PEKANBARU - Direktorat Reserse dan Kriminal Umum (Ditreskrimum) Polda Riau, kembali mengungkap pencurian minyak PT Chevron Pacific Indonesia (CPI) di Jalan Lintas Riau - Sumatera Utara, Dusun Karya, Kelurahan Banjar XII, Rokan Hilir.

Kabid Humas Polda Riau, Kombes Pol Sunarto mengatakan, dari pengungkapan yang dilakukan, pihaknya berhasil menangkap lima orang pelaku.

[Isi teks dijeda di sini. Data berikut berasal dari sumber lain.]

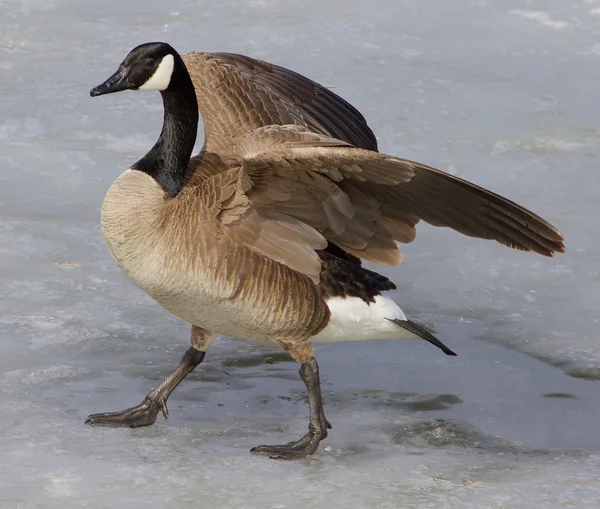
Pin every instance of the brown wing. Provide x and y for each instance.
(363, 201)
(238, 93)
(257, 226)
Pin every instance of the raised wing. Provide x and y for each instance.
(363, 201)
(237, 94)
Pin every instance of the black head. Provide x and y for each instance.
(149, 66)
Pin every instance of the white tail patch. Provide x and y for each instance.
(162, 76)
(352, 319)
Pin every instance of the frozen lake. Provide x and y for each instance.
(502, 92)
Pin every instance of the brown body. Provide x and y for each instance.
(261, 235)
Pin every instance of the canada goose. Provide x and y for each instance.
(260, 236)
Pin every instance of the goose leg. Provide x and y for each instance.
(317, 424)
(146, 412)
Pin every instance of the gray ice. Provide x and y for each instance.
(501, 92)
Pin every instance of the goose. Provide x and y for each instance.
(261, 235)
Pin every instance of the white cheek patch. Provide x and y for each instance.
(162, 76)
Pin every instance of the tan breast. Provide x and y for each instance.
(174, 251)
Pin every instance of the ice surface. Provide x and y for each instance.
(504, 93)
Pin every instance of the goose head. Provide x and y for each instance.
(150, 66)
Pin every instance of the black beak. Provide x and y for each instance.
(116, 83)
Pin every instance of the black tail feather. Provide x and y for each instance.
(422, 333)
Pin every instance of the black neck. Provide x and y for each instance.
(167, 162)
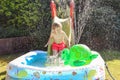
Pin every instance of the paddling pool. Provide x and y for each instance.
(32, 66)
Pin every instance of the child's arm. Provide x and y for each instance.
(51, 36)
(66, 39)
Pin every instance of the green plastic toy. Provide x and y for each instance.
(77, 55)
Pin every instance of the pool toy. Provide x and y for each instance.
(77, 55)
(32, 66)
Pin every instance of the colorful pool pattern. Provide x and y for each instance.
(22, 68)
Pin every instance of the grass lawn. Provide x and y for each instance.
(112, 59)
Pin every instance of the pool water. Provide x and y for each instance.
(36, 65)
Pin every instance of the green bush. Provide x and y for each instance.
(22, 15)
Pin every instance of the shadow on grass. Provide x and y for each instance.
(4, 60)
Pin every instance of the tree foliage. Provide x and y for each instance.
(19, 15)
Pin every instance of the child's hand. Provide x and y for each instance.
(46, 45)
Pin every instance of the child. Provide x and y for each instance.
(60, 39)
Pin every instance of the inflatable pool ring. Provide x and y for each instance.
(78, 55)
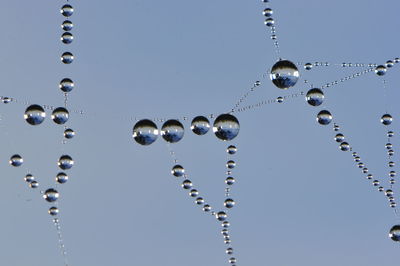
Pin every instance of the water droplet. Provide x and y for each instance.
(269, 22)
(232, 260)
(221, 216)
(315, 97)
(67, 10)
(178, 170)
(65, 162)
(268, 12)
(16, 160)
(339, 137)
(145, 132)
(69, 133)
(344, 146)
(66, 85)
(389, 63)
(34, 184)
(193, 193)
(324, 117)
(61, 178)
(34, 114)
(60, 115)
(386, 119)
(284, 74)
(172, 131)
(226, 127)
(230, 164)
(67, 25)
(29, 178)
(308, 66)
(231, 149)
(53, 211)
(206, 208)
(199, 201)
(67, 37)
(394, 233)
(389, 193)
(230, 181)
(229, 203)
(187, 184)
(380, 70)
(51, 195)
(200, 125)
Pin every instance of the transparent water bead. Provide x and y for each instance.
(315, 97)
(230, 164)
(324, 117)
(339, 137)
(29, 178)
(67, 58)
(308, 66)
(386, 119)
(380, 70)
(145, 132)
(67, 37)
(268, 12)
(69, 133)
(394, 233)
(229, 203)
(344, 146)
(177, 170)
(16, 160)
(51, 195)
(230, 181)
(65, 162)
(53, 211)
(226, 127)
(172, 131)
(61, 178)
(67, 10)
(231, 149)
(66, 85)
(200, 125)
(187, 184)
(284, 74)
(34, 184)
(67, 25)
(60, 115)
(34, 114)
(221, 216)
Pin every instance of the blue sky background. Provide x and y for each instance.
(300, 201)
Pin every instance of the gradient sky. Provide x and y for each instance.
(300, 201)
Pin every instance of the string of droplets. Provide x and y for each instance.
(221, 216)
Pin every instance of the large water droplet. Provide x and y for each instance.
(284, 74)
(226, 127)
(315, 97)
(145, 132)
(67, 58)
(200, 125)
(324, 117)
(16, 160)
(60, 115)
(67, 10)
(172, 131)
(51, 195)
(34, 114)
(66, 85)
(394, 233)
(65, 162)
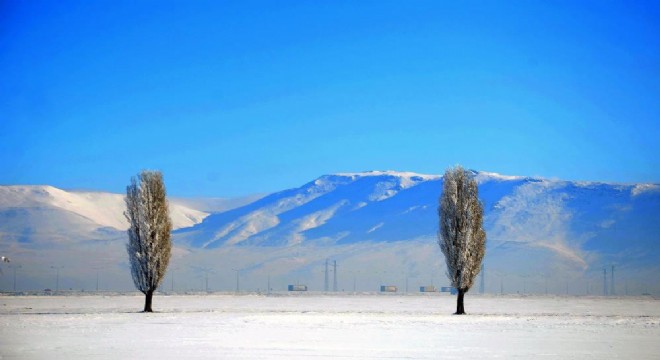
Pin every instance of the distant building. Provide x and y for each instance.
(297, 287)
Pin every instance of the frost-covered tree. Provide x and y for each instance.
(461, 237)
(149, 239)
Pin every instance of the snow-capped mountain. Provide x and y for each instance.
(570, 219)
(383, 221)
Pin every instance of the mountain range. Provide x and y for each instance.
(375, 224)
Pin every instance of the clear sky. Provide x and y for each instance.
(232, 98)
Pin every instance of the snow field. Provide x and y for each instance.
(318, 326)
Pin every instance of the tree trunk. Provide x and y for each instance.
(147, 301)
(460, 310)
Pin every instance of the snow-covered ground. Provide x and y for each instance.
(318, 326)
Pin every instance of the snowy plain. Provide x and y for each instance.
(363, 326)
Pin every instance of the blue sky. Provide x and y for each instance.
(232, 98)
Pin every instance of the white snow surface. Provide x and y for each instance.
(327, 327)
(103, 209)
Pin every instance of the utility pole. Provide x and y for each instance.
(57, 277)
(326, 283)
(237, 287)
(15, 267)
(334, 273)
(612, 290)
(482, 287)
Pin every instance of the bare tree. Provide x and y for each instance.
(462, 238)
(149, 239)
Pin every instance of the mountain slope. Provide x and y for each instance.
(576, 221)
(31, 212)
(380, 226)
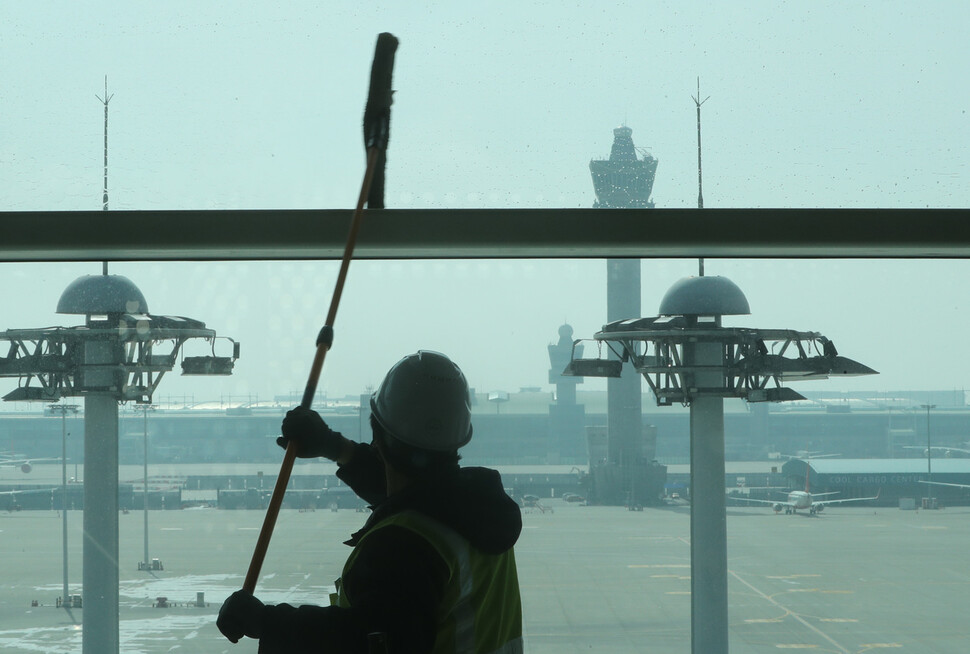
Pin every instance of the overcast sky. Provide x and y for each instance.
(498, 104)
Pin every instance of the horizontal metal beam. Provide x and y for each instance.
(484, 233)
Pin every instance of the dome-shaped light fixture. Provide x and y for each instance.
(704, 296)
(102, 295)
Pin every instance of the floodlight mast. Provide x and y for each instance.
(114, 357)
(697, 362)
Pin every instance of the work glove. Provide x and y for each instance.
(311, 434)
(241, 615)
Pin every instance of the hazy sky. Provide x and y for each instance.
(498, 104)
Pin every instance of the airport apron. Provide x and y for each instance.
(481, 611)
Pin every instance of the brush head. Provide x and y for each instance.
(377, 111)
(377, 114)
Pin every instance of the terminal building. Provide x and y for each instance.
(866, 444)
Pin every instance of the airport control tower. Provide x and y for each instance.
(624, 181)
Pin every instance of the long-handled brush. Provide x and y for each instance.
(377, 121)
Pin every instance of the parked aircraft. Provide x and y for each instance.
(801, 500)
(946, 451)
(807, 454)
(943, 483)
(25, 465)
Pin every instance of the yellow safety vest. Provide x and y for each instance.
(481, 611)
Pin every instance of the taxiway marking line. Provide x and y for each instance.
(800, 619)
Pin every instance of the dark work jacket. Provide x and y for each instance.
(397, 581)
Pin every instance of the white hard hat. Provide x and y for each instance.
(424, 402)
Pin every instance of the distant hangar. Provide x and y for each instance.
(892, 479)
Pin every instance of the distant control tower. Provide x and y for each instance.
(624, 181)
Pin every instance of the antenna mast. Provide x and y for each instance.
(700, 185)
(104, 101)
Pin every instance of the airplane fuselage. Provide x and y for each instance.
(800, 499)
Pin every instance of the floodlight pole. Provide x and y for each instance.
(64, 409)
(100, 619)
(929, 450)
(145, 408)
(64, 595)
(708, 525)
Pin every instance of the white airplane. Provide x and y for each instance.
(25, 465)
(943, 483)
(802, 500)
(947, 451)
(807, 454)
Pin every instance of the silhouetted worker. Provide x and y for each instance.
(432, 569)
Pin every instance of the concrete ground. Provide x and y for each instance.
(594, 579)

Diantaranya IS alias Irfan (27) ditangkap di lokasi kejadian, yang berperan sebagai pemilik warung yang digunakan untuk kamuflase saat mengebor dan memasang selang ke pipa jaringan minyak PT CPI, ke mobil tangki pengangkut minyak, dan memantau pergerakan petugas sekuriti PT CPI yang berpatroli mengecek jaringan pipa.

Tersangka kedua RT alias Ridwan (45), yang berperan sebagai sopir truk tanki pengangkut minyak mentah. Kemudian tersanka M alias Alan (42) ditangkap di daerah Mandau, Kabupaten Bengkalis, yang berperan menggali tanah dan memasang selang minyak disalurkan ke truk tangki.

Selanjutnya tersangka ke 4 ZH alias Zulfa ditangkap diwilayahnya Tanjung Gusta, Deli Serdang, Sumatera Utara, yang merupakan pecatan sekuriti mitra CPI sebagai koordinator lapangan. Sebagai Korlap, ia bertugas mengebor pipa dan membayarkan uang setiap bongkar ke pelaku lainnya. Dan yang terakhir adalah tersangka kelima berisinisial JS alias Junjungan sebagai penanggung jawab lapangan PT FTA.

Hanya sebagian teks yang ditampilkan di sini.